Software security isn't a tool or a library, everyone knows that you should check your parameters, and watch out for SQL injection, but is that really enough? If you have never had the opportunity to spend time hacking your own applications, you are really doing yourself a disservice. More than ever, the web is becoming an increasingly hostile environment, and because of it developers really need to step up their game. In this session we will go over some of the methodologies that we use internally to test applications, helping developers to think more strategically about designing applications for general security. As part of this conversation I will go over active attacks that we have seen against production sites using sterilized examples.
James is a developer and security advocate whose biggest responsibility is leading developer security practices.
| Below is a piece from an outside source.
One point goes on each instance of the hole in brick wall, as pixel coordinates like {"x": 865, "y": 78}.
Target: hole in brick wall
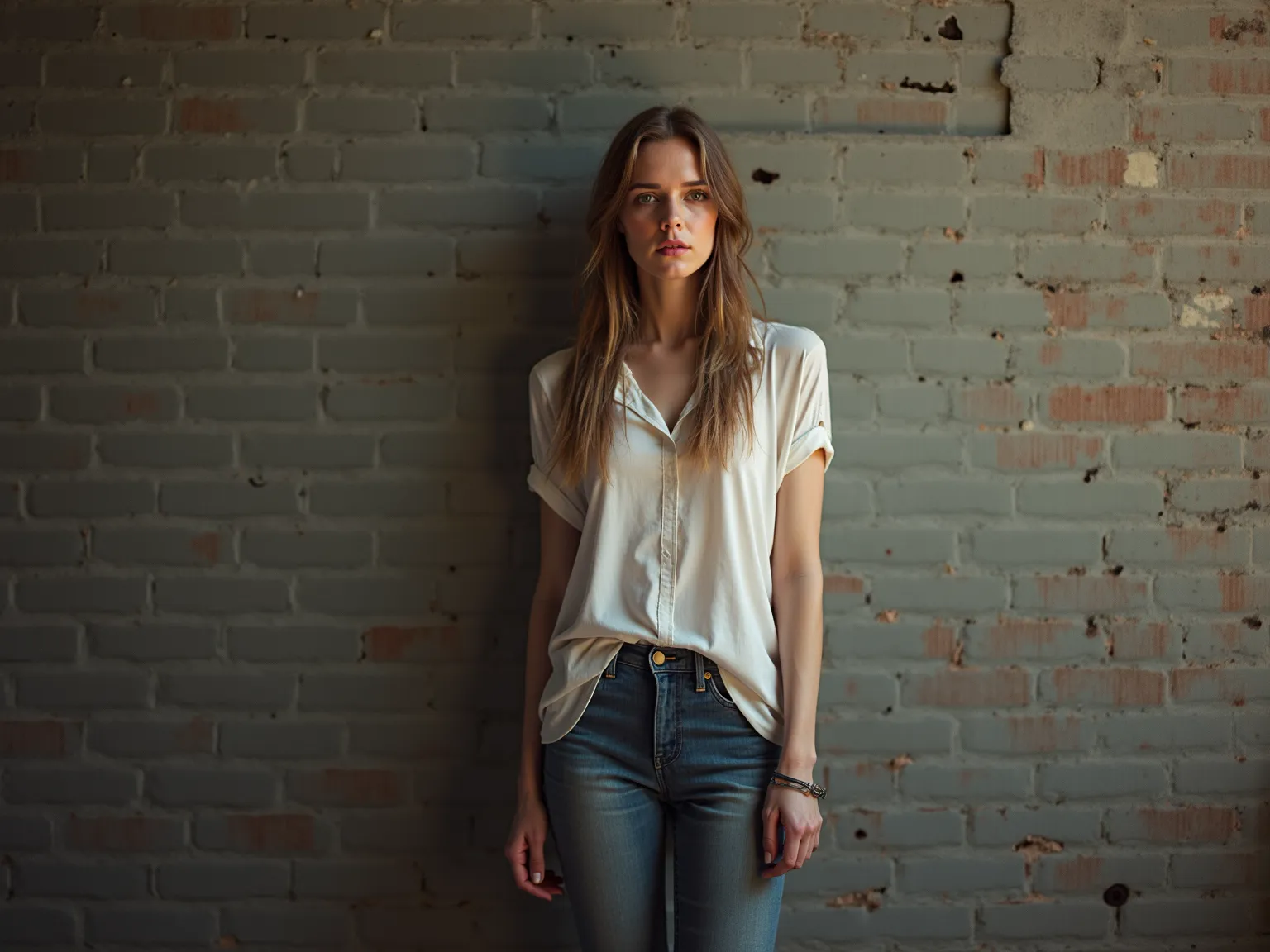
{"x": 1115, "y": 894}
{"x": 949, "y": 30}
He sets the standards and procedures for how the practice operates, and leads all client engagement efforts with regard to security. He also takes the lead in making sure that company staff are properly trained and following best practices with regard to security.
James also acts as a system and application architect, and oftentimes he evaluates application design as part of the security audits he performs. In a past life James was responsible for Architecture and developing solutions on multi-million implementation efforts. Key clients included the Eight Fortune 500 companies (Seven in the Fortune 100), as well as several well known non-profits and leaders in their industries. Vertices served included healthcare, transportation, financial services, retail, insurance, and energy.
In his free time James is involved with running BSidesBoulder and DC720 (Local DEFCON Group).